See scripts/make_all_genes_prelim.R and scripts/make_all_genes_and_CT_genes.Rfor details on how this list of curated CT genes was created.


CT genes' promoters mean methylation

Description

DEPRECATED after v1.5, see mean_methylation_in_tissues Mean methylation values of all CpGs located within Cancer-Testis (CT) promoters in a set of normal tissues

Format

A SummarizedExperiment object with 298 rows and 14 columns

  • Rows correspond to CT genes

  • Mean methylation levels in normal tissues are stored in columns

  • CpG densities and results of methylation analysis are stored in rowData

Details

The rowData contains:

  • A column named CpG_density, gives the density of CpG within each promoter (number of CpG / promoter length * 100).

  • A column CpG_promoter that classifies the promoters according to their CpG densities: "low" (CpG_density < 2), "intermediate" (CpG_density >= 2 & CpG_density < 4), and "high" (CpG_density >= 4).

  • A column somatic_met_level that gives the mean methylation level of each promoter in somatic tissues.

  • A column sperm_met_level that gives the methylation level of each promoter in sperm.

  • A column somatic_methylation indicates if the promoter's mean methylation level in somatic tissues is higher than 50%.

  • A column germline_methylationindicates if the promoter is methylated in germline, based on the ratio with somatic tissues (FALSE if somatic_met_level is at least twice higher than germline_met_level).

Source

WGBS methylation data was downloaded from Encode and from GEO databases. Mean methylation levels are evaluated using methylation values of CpGs located in promoter region (defined as 1000 nt upstream TSS and 200 nt downstream TSS) (see scripts/make_CT_mean_methylation_in_tissues.R for details).


Methylation of CpGs within CT promoters

Description

DEPRECATED after v1.5, see methylation_in_tissues Methylation values of CpGs located within Cancer-Testis (CT) promoters in a set of normal tissues.

Format

A RangedSummarizedExperiment object with 51725 rows and 14 columns

  • Rows correspond to CpGs (located within CT genes promoters)

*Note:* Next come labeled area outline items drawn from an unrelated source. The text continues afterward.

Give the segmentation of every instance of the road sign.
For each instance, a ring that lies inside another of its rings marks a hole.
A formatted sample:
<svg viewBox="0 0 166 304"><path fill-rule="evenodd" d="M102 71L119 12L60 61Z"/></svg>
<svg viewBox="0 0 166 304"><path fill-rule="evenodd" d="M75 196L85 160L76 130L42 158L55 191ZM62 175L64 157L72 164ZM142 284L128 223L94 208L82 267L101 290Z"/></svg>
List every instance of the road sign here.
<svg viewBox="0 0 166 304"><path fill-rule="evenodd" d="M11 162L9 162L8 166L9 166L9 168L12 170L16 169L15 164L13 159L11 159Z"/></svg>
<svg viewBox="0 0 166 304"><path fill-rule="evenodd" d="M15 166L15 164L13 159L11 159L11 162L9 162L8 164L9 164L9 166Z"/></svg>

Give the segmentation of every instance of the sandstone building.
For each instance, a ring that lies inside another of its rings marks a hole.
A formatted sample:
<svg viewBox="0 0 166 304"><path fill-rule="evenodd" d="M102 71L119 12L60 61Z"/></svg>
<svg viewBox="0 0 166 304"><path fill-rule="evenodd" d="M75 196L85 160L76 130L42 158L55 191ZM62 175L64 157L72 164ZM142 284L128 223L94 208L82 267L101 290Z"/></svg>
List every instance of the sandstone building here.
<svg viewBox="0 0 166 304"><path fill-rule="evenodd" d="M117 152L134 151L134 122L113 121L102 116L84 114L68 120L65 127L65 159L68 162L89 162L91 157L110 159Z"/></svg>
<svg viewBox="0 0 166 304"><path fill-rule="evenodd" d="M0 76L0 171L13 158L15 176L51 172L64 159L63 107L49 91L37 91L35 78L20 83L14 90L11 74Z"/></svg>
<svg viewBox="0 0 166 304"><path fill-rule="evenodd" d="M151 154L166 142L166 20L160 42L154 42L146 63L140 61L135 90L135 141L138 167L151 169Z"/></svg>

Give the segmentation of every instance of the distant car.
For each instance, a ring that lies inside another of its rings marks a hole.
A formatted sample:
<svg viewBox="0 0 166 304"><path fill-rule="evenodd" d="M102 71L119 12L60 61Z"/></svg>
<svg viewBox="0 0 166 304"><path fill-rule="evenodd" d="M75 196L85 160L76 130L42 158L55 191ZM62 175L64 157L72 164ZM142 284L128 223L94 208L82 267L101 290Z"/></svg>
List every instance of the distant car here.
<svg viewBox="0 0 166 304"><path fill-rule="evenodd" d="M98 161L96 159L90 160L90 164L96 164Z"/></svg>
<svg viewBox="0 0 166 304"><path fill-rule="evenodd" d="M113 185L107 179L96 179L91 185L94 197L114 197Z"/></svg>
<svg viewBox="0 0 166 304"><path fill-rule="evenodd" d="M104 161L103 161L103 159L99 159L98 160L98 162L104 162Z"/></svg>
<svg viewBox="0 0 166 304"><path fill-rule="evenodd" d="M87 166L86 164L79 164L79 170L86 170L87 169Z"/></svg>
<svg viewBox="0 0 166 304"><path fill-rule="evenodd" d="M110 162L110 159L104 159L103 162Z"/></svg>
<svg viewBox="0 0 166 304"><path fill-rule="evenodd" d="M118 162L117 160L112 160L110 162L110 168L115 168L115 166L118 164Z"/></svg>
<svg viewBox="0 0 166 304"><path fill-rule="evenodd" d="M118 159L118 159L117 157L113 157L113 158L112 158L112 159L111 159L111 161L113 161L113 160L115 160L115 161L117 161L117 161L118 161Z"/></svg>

  • Columns correspond to normal tissues

  • Methylation values from WGBS data

  • rowRanges correspond to CpG positions

Source

WGBS methylation data was downloaded from Encode and from GEO databases (see scripts/make_CT_methylation_in_tissues.R for details).


All CTdata datasets

Description

This is the companion Package for CTexploreR containing omics data to select and characterise CT genes.

Data come from public databases and include expression and methylation values of genes in normal and tumor samples as well as in tumor cell lines, and expression in cells treated with a demethylating agent is also available.

The CTdata() function returns a data.frame with all the annotated datasets provided in the package. For details on these individual datasets, refer to their respective manual pages.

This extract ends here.